If you can’t see any pods at all, this might be a Stackgres operator issue. Check the corresponding SGCluster resource.

kubectl --as cluster-admin -n $INSTANCE_NAMESPACE describe sgcluster ${COMPOSITE}

If there are no obvious errors, it might help to also look at the Stackgres operator logs.

kubectl -n syn-stackgres-operator logs deployments/stackgres-operator

Tune

If this alert isn’t actionable, noisy, or was raised too late you may want to tune the SLO.

You have the option tune the SLO through the component parameters. You can modify the objective, disable the page or ticket alert, or completely disable the SLO.

The example below will set the SLO set the objective to 99.25% and disable the page alert.

appcat:
  slos:
    vshn:
      postgresql:
        uptime:
          objective: 99.25
          alerting:
            page_alert:
              enabled: false

PostgreSQLReplicationCritical

This alert fires if the replication is broken for a VSHNPostrgeSQL instance last longer than 10 minutes.

# figure out which pod is master
kubectl get pods -n $affected_namespace -l app=StackGresCluster -l role=master

# figure out which pod are replicas
kubectl get pods -n default -l app=StackGresCluster,cluster=true -l role=replica

# reinitialize replica pod (example commands)
k --as cluster-admin -n vshn-postgresql-test-cluster-always-true-jnlj4 exec -ti pods/test-cluster-always-true-jnlj4-1 -- bash
(inside pod):bash-4.4$ patronictl list
(inside pod):bash-4.4$ patronictl reinit test-cluster-always-true-jnlj4 test-cluster-always-true-jnlj4-1

notice that patronictl takes the name of the cluster and the name of the pod, not the name of the statefulset. Can be used in scripts with --force flag which auto-accepts all prompts.

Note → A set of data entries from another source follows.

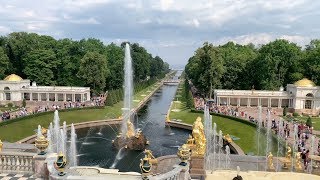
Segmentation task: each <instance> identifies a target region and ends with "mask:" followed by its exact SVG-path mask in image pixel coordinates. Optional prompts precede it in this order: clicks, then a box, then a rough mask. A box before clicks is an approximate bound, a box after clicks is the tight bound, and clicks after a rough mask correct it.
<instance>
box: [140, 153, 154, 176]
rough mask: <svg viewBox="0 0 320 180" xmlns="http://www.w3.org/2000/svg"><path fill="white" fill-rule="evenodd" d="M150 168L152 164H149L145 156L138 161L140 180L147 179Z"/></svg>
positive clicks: (147, 159)
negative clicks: (138, 165) (143, 157)
mask: <svg viewBox="0 0 320 180" xmlns="http://www.w3.org/2000/svg"><path fill="white" fill-rule="evenodd" d="M151 168H152V164H151V163H150V158H148V156H147V155H145V157H144V158H143V159H141V161H140V170H141V173H142V179H148V178H147V176H148V175H149V173H150V171H151Z"/></svg>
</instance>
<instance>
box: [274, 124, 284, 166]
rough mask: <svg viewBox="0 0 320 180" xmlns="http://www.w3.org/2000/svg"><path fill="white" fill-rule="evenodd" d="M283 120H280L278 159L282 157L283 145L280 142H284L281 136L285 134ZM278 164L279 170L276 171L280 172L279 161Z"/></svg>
mask: <svg viewBox="0 0 320 180" xmlns="http://www.w3.org/2000/svg"><path fill="white" fill-rule="evenodd" d="M282 122H283V120H282V118H280V120H279V124H278V134H277V137H278V151H277V157H280V156H282V145H281V144H280V141H281V140H282V138H281V136H282V134H283V126H282ZM276 162H277V168H276V170H277V171H278V170H279V169H280V167H279V165H280V164H279V161H276Z"/></svg>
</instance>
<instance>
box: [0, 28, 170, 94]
mask: <svg viewBox="0 0 320 180" xmlns="http://www.w3.org/2000/svg"><path fill="white" fill-rule="evenodd" d="M124 47H125V42H124V43H122V44H121V46H117V45H115V44H114V43H111V44H109V45H104V44H103V42H101V41H100V40H98V39H94V38H89V39H82V40H79V41H75V40H72V39H59V40H56V39H54V38H53V37H50V36H45V35H38V34H36V33H26V32H14V33H11V34H9V35H7V36H2V37H0V78H1V79H3V78H4V77H5V76H6V75H8V74H12V73H14V74H17V75H19V76H21V77H22V78H24V79H30V80H32V81H36V82H37V83H38V84H41V85H63V86H89V87H91V88H92V90H93V91H94V92H95V93H101V92H104V91H105V90H110V89H119V88H122V82H123V64H124ZM131 55H132V62H133V68H134V81H135V82H141V81H145V80H146V79H147V77H150V78H151V79H152V78H159V77H162V76H164V74H165V73H167V72H168V71H169V65H168V64H167V63H166V62H164V61H163V60H162V59H161V58H160V57H158V56H156V57H152V55H151V54H150V53H149V52H148V51H147V50H146V49H145V48H144V47H141V46H139V44H137V43H133V44H131Z"/></svg>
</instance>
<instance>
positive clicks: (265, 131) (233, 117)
mask: <svg viewBox="0 0 320 180" xmlns="http://www.w3.org/2000/svg"><path fill="white" fill-rule="evenodd" d="M191 112H194V113H203V111H201V110H196V109H192V110H191ZM210 114H211V115H214V116H219V117H223V118H227V119H231V120H234V121H237V122H240V123H243V124H246V125H248V126H252V127H255V128H256V127H257V124H256V123H253V122H250V121H247V120H244V119H241V118H238V117H234V116H228V115H224V114H219V113H210ZM266 131H267V129H266V128H264V127H263V128H261V132H263V133H266ZM272 138H273V139H274V140H276V141H277V140H278V136H277V135H276V134H274V133H272ZM280 144H281V145H284V144H285V141H283V140H280Z"/></svg>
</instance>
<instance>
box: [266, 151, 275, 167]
mask: <svg viewBox="0 0 320 180" xmlns="http://www.w3.org/2000/svg"><path fill="white" fill-rule="evenodd" d="M267 158H268V169H269V170H274V165H273V155H272V153H271V152H269V155H268V156H267Z"/></svg>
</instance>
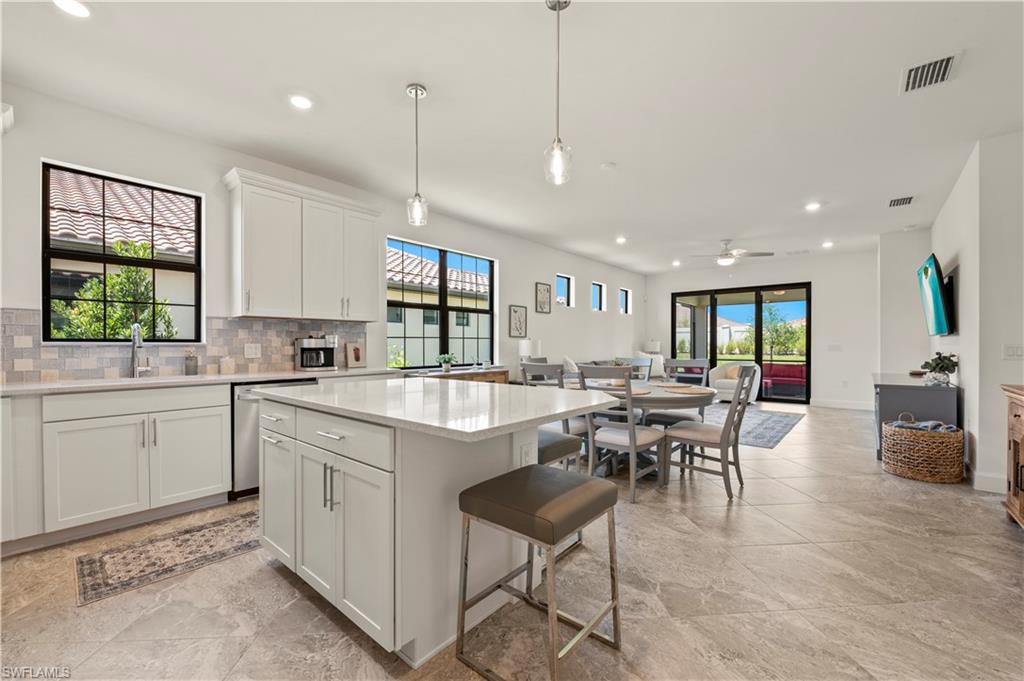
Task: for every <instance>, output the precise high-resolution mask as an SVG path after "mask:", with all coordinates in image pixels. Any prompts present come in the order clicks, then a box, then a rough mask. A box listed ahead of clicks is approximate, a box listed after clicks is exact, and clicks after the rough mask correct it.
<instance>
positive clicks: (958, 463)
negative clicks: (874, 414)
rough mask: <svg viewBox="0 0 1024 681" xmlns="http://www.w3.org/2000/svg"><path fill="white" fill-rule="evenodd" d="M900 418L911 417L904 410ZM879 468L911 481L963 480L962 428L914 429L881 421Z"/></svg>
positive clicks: (948, 481) (910, 416) (962, 437)
mask: <svg viewBox="0 0 1024 681" xmlns="http://www.w3.org/2000/svg"><path fill="white" fill-rule="evenodd" d="M904 416H906V417H908V418H907V419H904V418H903V417H904ZM899 420H900V421H907V420H908V421H913V420H914V419H913V416H912V415H910V414H907V413H905V412H904V413H903V414H900V415H899ZM882 468H883V470H885V471H886V472H887V473H892V474H893V475H899V476H900V477H908V478H910V479H911V480H922V481H924V482H959V481H961V480H963V479H964V431H963V430H953V431H949V432H942V431H939V432H936V431H931V430H913V429H911V428H895V427H893V425H892V422H887V423H883V424H882Z"/></svg>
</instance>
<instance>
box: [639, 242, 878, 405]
mask: <svg viewBox="0 0 1024 681" xmlns="http://www.w3.org/2000/svg"><path fill="white" fill-rule="evenodd" d="M878 264H879V263H878V258H877V257H876V254H874V252H872V251H863V252H851V253H842V252H837V253H828V254H821V255H811V256H805V257H796V258H787V259H784V260H783V259H777V260H775V259H766V260H764V261H758V260H749V261H745V262H739V263H737V264H736V265H733V266H732V267H715V268H700V269H696V268H695V269H689V270H685V269H684V270H680V271H671V272H666V273H664V274H657V275H653V276H649V278H648V280H647V336H648V337H650V338H656V339H659V340H660V341H662V342H663V346H664V347H671V346H672V330H671V324H672V322H671V318H672V317H671V305H672V303H671V294H672V293H673V292H682V291H695V290H701V289H714V288H733V287H741V286H770V285H773V284H797V283H802V282H810V283H811V403H812V405H816V406H820V407H837V408H848V409H865V410H866V409H872V405H873V397H872V395H873V392H872V391H873V388H872V384H871V374H872V373H873V372H877V371H878V367H879V347H878V338H879V335H878V320H879V312H878V308H879V303H878V292H877V291H878V289H877V287H878Z"/></svg>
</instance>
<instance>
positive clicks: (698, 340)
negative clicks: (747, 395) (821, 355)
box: [672, 283, 811, 403]
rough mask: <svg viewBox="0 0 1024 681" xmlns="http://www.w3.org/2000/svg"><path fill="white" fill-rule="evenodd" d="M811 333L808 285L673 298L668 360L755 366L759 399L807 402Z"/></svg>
mask: <svg viewBox="0 0 1024 681" xmlns="http://www.w3.org/2000/svg"><path fill="white" fill-rule="evenodd" d="M810 330H811V285H810V284H807V283H802V284H785V285H777V286H760V287H750V288H741V289H716V290H711V291H690V292H685V293H674V294H673V295H672V331H673V339H674V344H673V348H672V356H674V357H676V358H679V359H691V358H693V359H703V358H707V359H708V360H709V363H710V365H711V366H712V367H717V366H719V365H722V364H725V363H728V361H754V363H756V364H757V365H758V366H759V367H761V385H760V386H758V387H759V398H760V399H768V400H777V401H795V402H803V403H808V402H810V398H811V363H810V337H811V334H810Z"/></svg>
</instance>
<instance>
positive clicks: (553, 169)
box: [544, 0, 572, 186]
mask: <svg viewBox="0 0 1024 681" xmlns="http://www.w3.org/2000/svg"><path fill="white" fill-rule="evenodd" d="M545 3H546V4H547V5H548V9H550V10H552V11H554V12H555V138H554V140H553V141H552V142H551V146H549V147H548V148H547V150H546V151H545V152H544V176H545V178H546V179H547V180H548V181H549V182H551V183H552V184H554V185H556V186H557V185H559V184H565V183H566V182H568V181H569V172H570V171H571V170H572V147H571V146H569V145H568V144H565V143H563V142H562V137H561V134H560V126H559V123H560V119H559V116H560V109H561V99H560V97H561V58H562V10H563V9H565V8H566V7H568V6H569V0H545Z"/></svg>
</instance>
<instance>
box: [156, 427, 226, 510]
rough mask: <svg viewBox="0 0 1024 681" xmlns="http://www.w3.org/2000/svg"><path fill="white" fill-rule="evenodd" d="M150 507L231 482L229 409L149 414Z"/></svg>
mask: <svg viewBox="0 0 1024 681" xmlns="http://www.w3.org/2000/svg"><path fill="white" fill-rule="evenodd" d="M148 437H150V491H151V492H150V495H151V506H152V507H153V508H157V507H158V506H166V505H167V504H177V503H179V502H183V501H188V500H190V499H200V498H202V497H209V496H210V495H215V494H217V493H220V492H227V491H228V490H229V488H230V486H231V455H230V451H231V450H230V448H231V409H230V408H229V407H212V408H207V409H189V410H180V411H175V412H161V413H159V414H151V415H150V432H148Z"/></svg>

if that doesn;t work: delete replica pods and let patroni fix itself if that doesn’t work either, please refer to the patroni documentation on how to fix replication issues. Stackgres documentation

We need to build know-how on how to fix replication issues, please document your findings in this runbook.

PostgreSQLReplicationLagCritical

This alert fires if the replication lag is higher than 5 minutes for a VSHNPostrgeSQL instance. It means that replicas are behind master. If storage and network looks okay, you can try to re-initialize the node with the replication lag. Probably related to network or storage.

PostgreSQLPodReplicasCritical

This alert fires when there are issues with statefullset responsible for replicas. It means that there are less replicas than expected. Most probably related to quota issues.

kubectl describe -n vshn-postgresql-<instance> sts <instance>
## for example:  kubectl -n vshn-postgresql-test-cluster-always-true-jnlj4 describe sts test-cluster-always-true-jnlj4

## get events from affected namespace and look for issues
k -n vshn-postgresql-test-cluster-always-true-jnlj4 get events

PostgreSQLConnectionsCritical

This alert fires when the used connection is over 90% of the configured max_connections limit (defaults to 100). It means that either the connection limit is set too low or an application is misbehaving and spawning too many connections. You either need to raise the max_connections parameter on the PostgreSQL instance or debug the application, as it might be misbehaving and spawning too many connections.